Tomato genome decoded and made public to improve its future production and pest resistance

In Western Farm Press Daniel Stolte reports that an international consortium has deciphered the genetic code of the cultivated tomato and a wild relative. The Tomato Genome Consortium, a group of more than 300 scientists from 14 countries, decided to publish results in the May 31 issue of the journal Nature in an effort to reduce costs and streamline and improve future tomato production and resistance to pests and drought.

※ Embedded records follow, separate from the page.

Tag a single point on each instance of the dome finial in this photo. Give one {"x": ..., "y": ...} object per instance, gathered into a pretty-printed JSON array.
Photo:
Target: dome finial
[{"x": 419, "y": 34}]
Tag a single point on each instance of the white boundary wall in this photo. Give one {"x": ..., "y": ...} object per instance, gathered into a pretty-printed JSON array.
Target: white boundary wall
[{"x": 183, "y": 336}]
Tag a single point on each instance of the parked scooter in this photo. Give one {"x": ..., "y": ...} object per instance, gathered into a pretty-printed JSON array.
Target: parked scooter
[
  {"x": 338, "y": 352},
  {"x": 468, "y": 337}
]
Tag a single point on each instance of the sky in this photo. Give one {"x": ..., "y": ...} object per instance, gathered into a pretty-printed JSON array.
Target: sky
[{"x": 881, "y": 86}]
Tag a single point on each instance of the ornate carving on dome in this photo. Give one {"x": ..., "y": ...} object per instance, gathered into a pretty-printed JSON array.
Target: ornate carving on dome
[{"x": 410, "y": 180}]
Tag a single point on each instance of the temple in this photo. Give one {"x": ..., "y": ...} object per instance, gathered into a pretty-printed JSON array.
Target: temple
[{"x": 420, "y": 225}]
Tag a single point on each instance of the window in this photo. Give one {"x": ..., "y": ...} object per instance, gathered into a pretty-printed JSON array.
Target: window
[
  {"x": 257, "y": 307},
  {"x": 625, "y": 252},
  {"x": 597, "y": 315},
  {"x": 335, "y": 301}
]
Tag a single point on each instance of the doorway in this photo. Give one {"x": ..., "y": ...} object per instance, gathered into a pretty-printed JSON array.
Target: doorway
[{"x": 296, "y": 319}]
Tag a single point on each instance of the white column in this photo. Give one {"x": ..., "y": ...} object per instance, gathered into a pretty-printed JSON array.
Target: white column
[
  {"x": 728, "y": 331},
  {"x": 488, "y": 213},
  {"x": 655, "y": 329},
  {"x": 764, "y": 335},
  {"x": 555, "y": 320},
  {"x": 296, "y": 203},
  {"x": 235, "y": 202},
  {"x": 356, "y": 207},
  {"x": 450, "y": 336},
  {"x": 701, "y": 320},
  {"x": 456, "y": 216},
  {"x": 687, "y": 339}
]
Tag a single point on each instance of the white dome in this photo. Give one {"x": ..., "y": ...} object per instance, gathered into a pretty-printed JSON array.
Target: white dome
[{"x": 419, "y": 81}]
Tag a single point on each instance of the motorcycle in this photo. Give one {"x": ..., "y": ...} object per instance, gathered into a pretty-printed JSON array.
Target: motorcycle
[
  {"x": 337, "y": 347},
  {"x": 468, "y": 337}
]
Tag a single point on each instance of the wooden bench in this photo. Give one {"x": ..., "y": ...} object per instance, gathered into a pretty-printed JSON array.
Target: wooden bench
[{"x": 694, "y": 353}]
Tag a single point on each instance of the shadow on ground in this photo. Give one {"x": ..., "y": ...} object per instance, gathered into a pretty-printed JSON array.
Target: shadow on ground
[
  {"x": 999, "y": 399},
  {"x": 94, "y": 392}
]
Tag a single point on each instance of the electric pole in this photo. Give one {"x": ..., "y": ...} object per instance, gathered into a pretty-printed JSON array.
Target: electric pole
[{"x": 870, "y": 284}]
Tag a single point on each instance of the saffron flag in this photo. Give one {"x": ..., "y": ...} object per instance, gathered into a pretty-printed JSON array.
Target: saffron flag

"The sequence provides a detailed overview of the functional portions of the tomato genome and its closest relative, revealing the order and structure of their 35,000 genes," writes Stotle, of the University of Arizona. "The tomato belongs to the Solanaceae (nightshade) family, which includes potatoes, peppers and eggplant, plus ornamental or medicinal plants including petunia, tobacco, belladonna, and mandrake. The members of this family have adapted to different ecosystems, from tropical rainforests to the extremely dry Atacama Desert in Chile."

“The tomato is an important biological model system for understanding fruit biology, ripening and crop development,” said Rod Wing, who heads the university's Arizona Genomics Institute. “Having the genome provides a much more precise way of bringing in genes through normal breeding and crossing techniques, and much faster than was possible before.” Having the genome sequence will allow scientists to locate and identify genes more quickly and improve the crop more rapidly. The sequence shows that the genome of tomato “triplicated” suddenly about 60 million years ago, soon after the mass extinction that included the disappearance of the dinosaurs.